We are living in an age of insecurity, with the values of the global liberal order under fire despite the progress they’ve delivered for the vast majority of people. The rise of populism in politics, fears over slowing economic progress in advanced economies, and worsening prospects for future generations, as well as mounting evidence of declining subjective well-being and trust in many countries, are all expressions of this. Those who don’t feel they’ve benefited from the current order are understandably agitating to change it.

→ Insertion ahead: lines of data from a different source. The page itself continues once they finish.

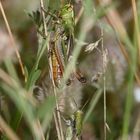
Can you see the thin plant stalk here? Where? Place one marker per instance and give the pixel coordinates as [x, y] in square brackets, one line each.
[58, 118]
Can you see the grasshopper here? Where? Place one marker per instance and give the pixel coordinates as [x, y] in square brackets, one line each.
[61, 28]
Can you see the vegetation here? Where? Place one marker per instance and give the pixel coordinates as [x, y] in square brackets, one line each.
[69, 70]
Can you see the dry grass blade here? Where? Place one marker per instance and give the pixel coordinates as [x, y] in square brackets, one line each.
[57, 116]
[12, 41]
[136, 25]
[115, 20]
[7, 130]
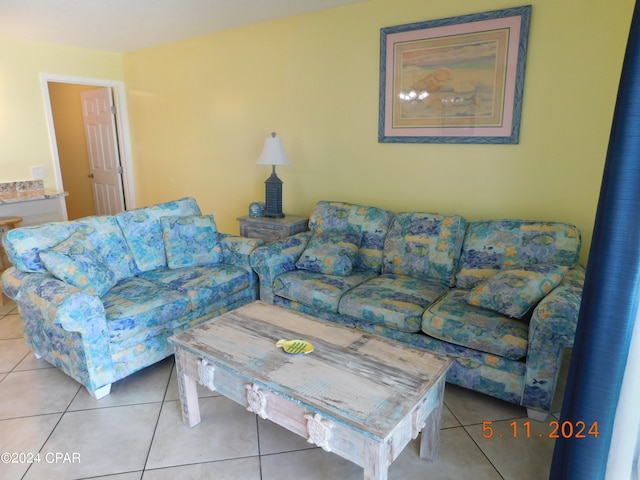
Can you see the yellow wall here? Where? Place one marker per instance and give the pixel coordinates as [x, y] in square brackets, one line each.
[201, 109]
[24, 133]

This backlash against “globalisation” reflects a failure of our social contract — the mechanisms through which we share risks and offset, to some extent, the impact of luck on life chances. This is embodied in our welfare states, which define the rights and obligations of citizenship; the payment of taxes in exchange for public goods; and the way in which we look after the young, the old, the infirm and those who have fallen on hard times. While globalisation increased the total pie, our social contract has done a poor job of sharing the benefits. We need to rethink that contract if we are to provide people with a greater sense of security and better economic prospects.
Central to this task are measures to ensure our economies are fairer. While globalisation has meant the world has become more equal between nations — with many poor countries having seen huge progress in recent decades — it’s also exacerbated inequalities within advanced economies particularly.

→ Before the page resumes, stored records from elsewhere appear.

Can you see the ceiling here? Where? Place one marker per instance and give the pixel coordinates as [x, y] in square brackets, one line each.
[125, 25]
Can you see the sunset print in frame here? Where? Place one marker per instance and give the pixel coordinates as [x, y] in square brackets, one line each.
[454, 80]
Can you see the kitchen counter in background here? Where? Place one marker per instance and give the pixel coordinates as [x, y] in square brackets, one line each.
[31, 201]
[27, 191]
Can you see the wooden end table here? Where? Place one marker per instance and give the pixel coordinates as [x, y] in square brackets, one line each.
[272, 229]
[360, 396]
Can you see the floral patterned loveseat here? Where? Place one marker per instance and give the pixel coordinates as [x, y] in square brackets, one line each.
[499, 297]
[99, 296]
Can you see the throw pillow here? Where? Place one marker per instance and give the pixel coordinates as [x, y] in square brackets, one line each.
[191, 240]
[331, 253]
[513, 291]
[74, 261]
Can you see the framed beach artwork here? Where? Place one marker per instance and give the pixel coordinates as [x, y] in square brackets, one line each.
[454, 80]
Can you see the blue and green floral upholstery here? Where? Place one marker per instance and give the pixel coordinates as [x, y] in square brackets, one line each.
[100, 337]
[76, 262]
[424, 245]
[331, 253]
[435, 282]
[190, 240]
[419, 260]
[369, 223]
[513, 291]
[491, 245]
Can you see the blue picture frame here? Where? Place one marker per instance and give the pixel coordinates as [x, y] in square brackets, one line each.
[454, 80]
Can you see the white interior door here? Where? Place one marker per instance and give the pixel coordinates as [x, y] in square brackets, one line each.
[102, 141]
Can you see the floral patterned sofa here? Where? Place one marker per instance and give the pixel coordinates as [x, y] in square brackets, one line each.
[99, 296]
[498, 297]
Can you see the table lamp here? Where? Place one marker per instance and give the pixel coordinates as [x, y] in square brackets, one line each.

To combat this over the medium term, “pre-distribution” policies such as investments in education and infrastructure will be key. In the short run, however, redistribution also needs to play a part, especially as labour markets reward the highly skilled more and more. Tax reforms in advanced economies over the last 20 years have become less progressive; this needs to be reversed. Wealth inequality has grown even more than income inequality, so taxes on wealth such as land and real estate should be considered.

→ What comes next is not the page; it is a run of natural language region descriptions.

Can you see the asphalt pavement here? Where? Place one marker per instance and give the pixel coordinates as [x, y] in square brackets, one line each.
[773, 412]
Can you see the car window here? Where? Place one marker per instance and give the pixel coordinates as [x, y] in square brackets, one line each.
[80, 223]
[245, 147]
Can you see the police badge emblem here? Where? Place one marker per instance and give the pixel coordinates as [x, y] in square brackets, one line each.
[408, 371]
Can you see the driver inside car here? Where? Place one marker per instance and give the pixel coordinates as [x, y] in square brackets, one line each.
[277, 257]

We also need to counter the large increase in the share of total income that’s gone to capital relative to labour. Capital is highly mobile and can evade taxation through the use of havens and various “tax-efficient” arrangements. International agreement on ways to close such loopholes and tax economic activity where it takes place would go a long way toward making the world economy fairer.
That needs to be complemented by giving citizens more time to adjust to the competitive pressures and technological changes that globalisation brings. Mechanisms are needed to give workers more bargaining power — including stronger trade unions, and the use of profit-sharing schemes or cooperatives.
There also needs to be a floor on incomes to ensure everyone can enjoy a reasonable standard of living even if their wages are low. Rather than the much discussed universal basic income, better solutions could include wage subsidies, earned-income tax credits or higher minimum wages, combined with better access to services such as education, health and other public goods.
We also need to reassure citizens about their economic futures even as the societies around them age and their workplaces are automated. Demographic changes mean that many of us who are fit enough will have to work longer. Linking retirement ages explicitly to life expectancy (as the Netherlands has done) would help tailor expectations to this new reality.
Re-skilling over one’s lifetime will also become ever more important, and governments will have to invest substantial resources in the task, as Denmark does, since employers will have weak incentives to do so when employee turnover is rising. In fact, workers should be given a financial entitlement to invest in their own skills so they can retool and be able to continue to support themselves.
Automation will transform labour markets regardless. While eventually new jobs will emerge, workers need to be supported during this transition. We should use gains in productivity as an opportunity to eliminate aspects of jobs that are routine and repetitive and replace them with more meaningful work and leisure. As countries get richer, people work fewer hours. Giving part-time and temporary workers (who tend to be lower-skilled and lower-paid) more rights to pensions, paid leave and training has worked out well for countries such as Denmark, Germany and the Netherlands.
Some new social contract along these lines is essential to sustain political support for open economies and societies. These issues are deeply rooted in history and values, so every country will make different choices on the balance of responsibilities between the individual, the state and the market.